Gov't rep in Senate makes case for accepting marijuana bill as is
Published Monday, June 18, 2018 3:37PM EDT
Last Updated Monday, June 18, 2018 10:17PM EDT
OTTAWA -- The government representative in the Senate is imploring his colleagues to accept the federal Liberals’ rejection of several substantive amendments to the marijuana legalization legislation, arguing the Upper Chamber has done its due diligence.
“The Senate has done a thorough job of conducting sober second thought in reviewing this legislation… on a social change of such significance, the Senate has been on the thorough end of thorough,” Sen. Peter Harder told his colleagues in the Senate Tuesday night.
Harder’s speech and motion to accept the government’s position, came as the Senate began debating the government’s message about accepting some, but not all, of the Senate’s proposed amendments to Bill C-45.
Earlier Monday MPs voted 205 to 82 to send the Cannabis Act back to the Senate.
The bill is now in the hands of senators to debate how they feel about the government saying thanks but no thanks to some of the Senate's more robust recommendations.
During the debate Harder defended the government’s position and highlighted the key moments for Bill C-45 as it moved through the House and Senate, including having the government commit to enhancing its ongoing study and reporting on the impacts of legalization.
“If we concur with the House of Commons, I think we will find most Canadians pleased with the manner in which we’ve discharged our constitutional role,” Harder said, in recommending the Senate pass Bill C-45 as is.
Senators agreed around 9:30 p.m. Monday to adjourn debate on Bill C-45 for the day, and will resume on Tuesday.
Last week, Health Minister Ginette Petitpas Taylor announced that the government accepts 26 largely technical proposed amendments to the legislation.

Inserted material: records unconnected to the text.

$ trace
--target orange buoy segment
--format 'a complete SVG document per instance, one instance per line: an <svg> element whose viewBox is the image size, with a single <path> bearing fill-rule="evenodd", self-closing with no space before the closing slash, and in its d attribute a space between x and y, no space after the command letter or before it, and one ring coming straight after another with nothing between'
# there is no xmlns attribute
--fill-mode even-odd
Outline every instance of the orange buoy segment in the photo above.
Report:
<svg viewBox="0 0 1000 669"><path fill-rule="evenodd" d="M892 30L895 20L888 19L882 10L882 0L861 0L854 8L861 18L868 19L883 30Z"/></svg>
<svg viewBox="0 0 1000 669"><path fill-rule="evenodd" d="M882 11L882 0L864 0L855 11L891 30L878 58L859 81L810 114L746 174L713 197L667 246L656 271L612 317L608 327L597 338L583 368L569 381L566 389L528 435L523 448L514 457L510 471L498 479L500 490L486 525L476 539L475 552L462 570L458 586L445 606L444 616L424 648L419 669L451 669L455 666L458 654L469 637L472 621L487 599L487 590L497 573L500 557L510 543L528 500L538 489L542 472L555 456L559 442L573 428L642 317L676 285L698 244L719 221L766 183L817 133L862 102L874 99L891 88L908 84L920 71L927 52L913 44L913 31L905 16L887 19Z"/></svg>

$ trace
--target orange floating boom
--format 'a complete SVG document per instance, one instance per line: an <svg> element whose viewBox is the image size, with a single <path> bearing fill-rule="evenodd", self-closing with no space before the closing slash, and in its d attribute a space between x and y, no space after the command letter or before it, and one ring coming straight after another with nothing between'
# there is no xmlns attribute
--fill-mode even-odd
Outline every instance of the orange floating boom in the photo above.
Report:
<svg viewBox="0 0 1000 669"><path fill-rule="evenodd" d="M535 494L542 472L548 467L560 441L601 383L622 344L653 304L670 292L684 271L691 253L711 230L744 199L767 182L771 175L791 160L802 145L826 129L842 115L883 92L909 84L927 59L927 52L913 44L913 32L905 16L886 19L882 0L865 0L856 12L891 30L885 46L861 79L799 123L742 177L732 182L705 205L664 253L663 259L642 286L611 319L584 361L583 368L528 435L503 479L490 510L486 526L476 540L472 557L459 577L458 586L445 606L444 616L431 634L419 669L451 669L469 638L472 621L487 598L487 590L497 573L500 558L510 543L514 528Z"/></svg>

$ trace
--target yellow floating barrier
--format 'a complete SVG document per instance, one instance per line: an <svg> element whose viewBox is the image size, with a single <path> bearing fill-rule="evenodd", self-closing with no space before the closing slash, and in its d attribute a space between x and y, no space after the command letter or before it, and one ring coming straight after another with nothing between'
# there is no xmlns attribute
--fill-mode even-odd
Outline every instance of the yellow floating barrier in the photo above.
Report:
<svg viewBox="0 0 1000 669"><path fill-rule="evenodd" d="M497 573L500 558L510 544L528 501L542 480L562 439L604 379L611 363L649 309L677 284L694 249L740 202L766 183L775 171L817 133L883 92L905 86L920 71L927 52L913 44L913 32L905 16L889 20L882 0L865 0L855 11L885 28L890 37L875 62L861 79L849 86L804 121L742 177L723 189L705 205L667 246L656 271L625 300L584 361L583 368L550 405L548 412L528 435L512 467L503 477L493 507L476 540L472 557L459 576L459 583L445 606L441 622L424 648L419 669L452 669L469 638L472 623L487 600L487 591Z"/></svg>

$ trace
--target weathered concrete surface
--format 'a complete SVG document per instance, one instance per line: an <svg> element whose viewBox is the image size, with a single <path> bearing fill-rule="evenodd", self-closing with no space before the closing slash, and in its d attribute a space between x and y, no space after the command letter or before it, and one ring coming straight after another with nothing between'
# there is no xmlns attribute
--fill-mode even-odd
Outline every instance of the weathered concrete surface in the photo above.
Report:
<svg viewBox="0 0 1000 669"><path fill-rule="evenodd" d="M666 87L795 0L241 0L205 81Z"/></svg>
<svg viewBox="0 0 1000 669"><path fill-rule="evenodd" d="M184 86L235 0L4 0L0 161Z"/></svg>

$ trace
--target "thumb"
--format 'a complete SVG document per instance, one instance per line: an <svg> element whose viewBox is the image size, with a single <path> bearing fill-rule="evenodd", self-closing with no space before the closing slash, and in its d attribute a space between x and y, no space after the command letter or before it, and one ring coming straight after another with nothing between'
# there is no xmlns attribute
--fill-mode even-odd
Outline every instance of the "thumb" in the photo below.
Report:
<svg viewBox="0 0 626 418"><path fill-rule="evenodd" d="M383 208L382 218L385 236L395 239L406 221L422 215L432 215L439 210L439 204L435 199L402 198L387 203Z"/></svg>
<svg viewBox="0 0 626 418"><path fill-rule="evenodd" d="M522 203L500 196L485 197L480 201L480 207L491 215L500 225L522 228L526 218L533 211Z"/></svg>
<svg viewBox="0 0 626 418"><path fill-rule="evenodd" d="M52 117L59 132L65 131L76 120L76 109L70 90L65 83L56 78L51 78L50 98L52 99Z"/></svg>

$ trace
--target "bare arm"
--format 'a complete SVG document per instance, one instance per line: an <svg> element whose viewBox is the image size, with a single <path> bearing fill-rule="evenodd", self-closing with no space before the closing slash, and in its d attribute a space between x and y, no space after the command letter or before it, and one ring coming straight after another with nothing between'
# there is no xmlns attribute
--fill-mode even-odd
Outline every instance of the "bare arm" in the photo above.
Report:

However, the Senate's attempts to change the bill to give the provinces and territories the power to ban home-grown marijuana; to prohibit pot producers from distributing branded merchandise; and setting up a registry for shareholders involved in marijuana companies were among 13 amendments the government says it "respectfully disagrees" with.
Early on in the debate Monday evening, already questions came up about the resistance to allow provinces to ban home-grow.
“Given the exceptional amount of work that went in to the Senate’s study of this bill, I understand that some of these outcomes are frustrating for some. I know that some of these frustrations are rooted in deeply held policy views and personal values and that much disagreement will not end with our vote on this message, whatever its result,” Harder said.
Bill C-45 sets out the parameters for the production, possession, and sale of legal recreational marijuana for Canadians over the age of 18.
On CTV’s Power Play last week, Leader of the Independent Senators Group Sen. Yuen Pau Woo said the Senate Independents are "disappointed" the government didn’t accept its consequential changes, citing the home-grow as "important" to many of his colleagues.
Government House Leader Bardish Chagger told reporters Monday that she's hopeful Bill C-45 will pass soon.
"What we've seen in this place is that anything is possible…. Most members that want to speak on it have been able to speak on it so I believe we can find a way forward," she said.
This legislative back and forth is all that stands between Bill C-45 and royal assent. Once it passes, the government will declare the date that legalization will come into force.
On CTV's Question Period, parliamentary secretary Bill Blair said he expects the date to be sometime this September.